The park, established in 1971, preserves 241,904 acres. "Capitol Reef" is the name of an especially rugged and spectacular segment of the Waterpocket Fold near the Fremont River. The area was named for a line of white domes and cliffs of Navajo Sandstone, each of which looks somewhat like the United States Capitol building. There is a 16 mile round-trip scenic drive starting at the Visitor Center. Although this " Virtual Tour" is free, there is a $5.00 entrance fee when you come to the park to drive the Scenic Drive unless you have the Golden Age Pass, which of course we do. We began our day by watching an 18 minute film, which was well done by the way, explaining the beautiful landscape of multi-hued rock layers all around us.

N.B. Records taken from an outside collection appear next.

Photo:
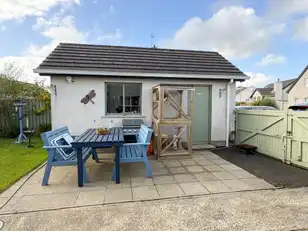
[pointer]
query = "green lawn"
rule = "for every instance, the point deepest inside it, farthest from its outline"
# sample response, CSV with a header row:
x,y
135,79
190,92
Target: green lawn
x,y
16,160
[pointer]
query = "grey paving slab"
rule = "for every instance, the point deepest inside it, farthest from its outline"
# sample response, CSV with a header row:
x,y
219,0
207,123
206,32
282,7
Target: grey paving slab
x,y
241,174
213,168
257,183
118,195
187,162
45,201
193,188
163,179
237,185
171,163
224,175
184,178
144,192
169,190
215,186
230,167
91,197
195,168
141,181
177,170
205,176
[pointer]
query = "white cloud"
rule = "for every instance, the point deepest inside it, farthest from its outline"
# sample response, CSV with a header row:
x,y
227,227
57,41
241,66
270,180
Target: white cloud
x,y
111,9
57,29
2,28
286,8
256,80
235,32
301,29
18,9
111,38
271,59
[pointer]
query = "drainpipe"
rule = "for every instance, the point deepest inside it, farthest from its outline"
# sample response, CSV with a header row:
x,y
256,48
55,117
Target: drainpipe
x,y
228,112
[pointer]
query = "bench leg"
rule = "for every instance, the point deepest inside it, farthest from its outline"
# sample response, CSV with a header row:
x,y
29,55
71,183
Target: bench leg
x,y
47,173
148,168
85,174
95,156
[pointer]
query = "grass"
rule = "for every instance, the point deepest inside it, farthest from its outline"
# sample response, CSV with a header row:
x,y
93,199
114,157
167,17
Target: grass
x,y
16,160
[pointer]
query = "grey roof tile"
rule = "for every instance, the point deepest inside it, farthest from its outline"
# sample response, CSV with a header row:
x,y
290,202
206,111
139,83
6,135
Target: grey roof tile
x,y
69,56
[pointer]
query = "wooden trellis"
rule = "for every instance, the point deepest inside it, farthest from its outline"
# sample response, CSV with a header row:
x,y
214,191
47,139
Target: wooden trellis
x,y
172,116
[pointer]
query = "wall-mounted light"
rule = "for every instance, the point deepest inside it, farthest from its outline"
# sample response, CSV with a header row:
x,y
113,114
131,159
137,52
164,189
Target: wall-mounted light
x,y
54,88
69,79
221,91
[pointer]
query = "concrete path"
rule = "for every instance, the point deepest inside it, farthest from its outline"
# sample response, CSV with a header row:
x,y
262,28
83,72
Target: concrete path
x,y
255,210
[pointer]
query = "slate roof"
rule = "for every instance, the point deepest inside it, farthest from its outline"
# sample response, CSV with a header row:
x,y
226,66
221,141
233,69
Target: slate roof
x,y
298,78
94,58
285,83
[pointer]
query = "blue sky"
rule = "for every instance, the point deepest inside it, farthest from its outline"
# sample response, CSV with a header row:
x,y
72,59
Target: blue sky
x,y
267,39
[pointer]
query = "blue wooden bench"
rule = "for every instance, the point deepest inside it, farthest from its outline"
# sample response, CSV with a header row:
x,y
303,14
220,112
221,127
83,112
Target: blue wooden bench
x,y
60,152
137,152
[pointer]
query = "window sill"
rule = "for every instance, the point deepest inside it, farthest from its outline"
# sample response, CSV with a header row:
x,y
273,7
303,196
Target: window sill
x,y
123,116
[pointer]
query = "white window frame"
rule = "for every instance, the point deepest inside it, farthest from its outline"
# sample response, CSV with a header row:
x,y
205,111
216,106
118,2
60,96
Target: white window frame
x,y
123,92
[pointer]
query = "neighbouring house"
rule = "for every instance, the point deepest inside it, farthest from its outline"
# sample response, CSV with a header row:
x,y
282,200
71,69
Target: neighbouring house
x,y
243,94
298,91
122,79
277,91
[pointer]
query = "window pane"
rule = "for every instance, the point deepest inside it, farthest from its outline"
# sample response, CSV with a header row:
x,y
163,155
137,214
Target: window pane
x,y
114,98
133,97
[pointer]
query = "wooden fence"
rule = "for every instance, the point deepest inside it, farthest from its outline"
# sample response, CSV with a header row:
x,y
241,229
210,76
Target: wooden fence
x,y
282,135
31,119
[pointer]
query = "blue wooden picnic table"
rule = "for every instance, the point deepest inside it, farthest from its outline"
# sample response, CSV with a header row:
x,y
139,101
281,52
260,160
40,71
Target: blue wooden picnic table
x,y
90,139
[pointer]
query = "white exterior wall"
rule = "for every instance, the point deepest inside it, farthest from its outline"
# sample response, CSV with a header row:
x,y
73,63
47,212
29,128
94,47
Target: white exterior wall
x,y
67,110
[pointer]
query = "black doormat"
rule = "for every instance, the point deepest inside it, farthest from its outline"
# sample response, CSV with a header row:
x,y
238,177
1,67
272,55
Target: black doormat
x,y
271,170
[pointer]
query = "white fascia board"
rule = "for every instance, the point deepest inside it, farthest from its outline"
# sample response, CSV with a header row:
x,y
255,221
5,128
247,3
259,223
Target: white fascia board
x,y
136,74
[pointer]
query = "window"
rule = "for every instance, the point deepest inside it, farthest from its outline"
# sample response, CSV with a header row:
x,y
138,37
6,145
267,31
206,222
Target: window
x,y
123,98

Just up the road is the 71-site Fruita Campground as well as the Ripple Rock Nature Center. Next is the Fruita Historic District, a Mormon settlement dating from the late 1800's. Apple, peaches, cherry, pears & apricot trees grow in the Fruita orchards. You may pick & eat fruit free of charge when available, unfortunately it was not in season for us today. Would have loved that! We did enjoy a homemade blueberry scone at the Gifford farmhouse & store. After making our purchase we drove the paved Scenic portion of the road until we reached the unpaved Capitol Gorge spur road. It was amazing! When the road finally dead ends there is a 2 mile roundtrip hike available if you like. We started that hike but it was 86 degrees today & we hadn't gone far before we decided to turn back. It was after 3pm & frankly, we were ready to head for food, drinks and a recliner!
But what an enjoyable road trip we had. We loved it! Can't wait to see what tomorrow brings. See you then....
P.S. Today is our beautiful granddaughter Maya's 2nd birthday! Happy Birthday Miss Maya, Papa & I love you sooo much!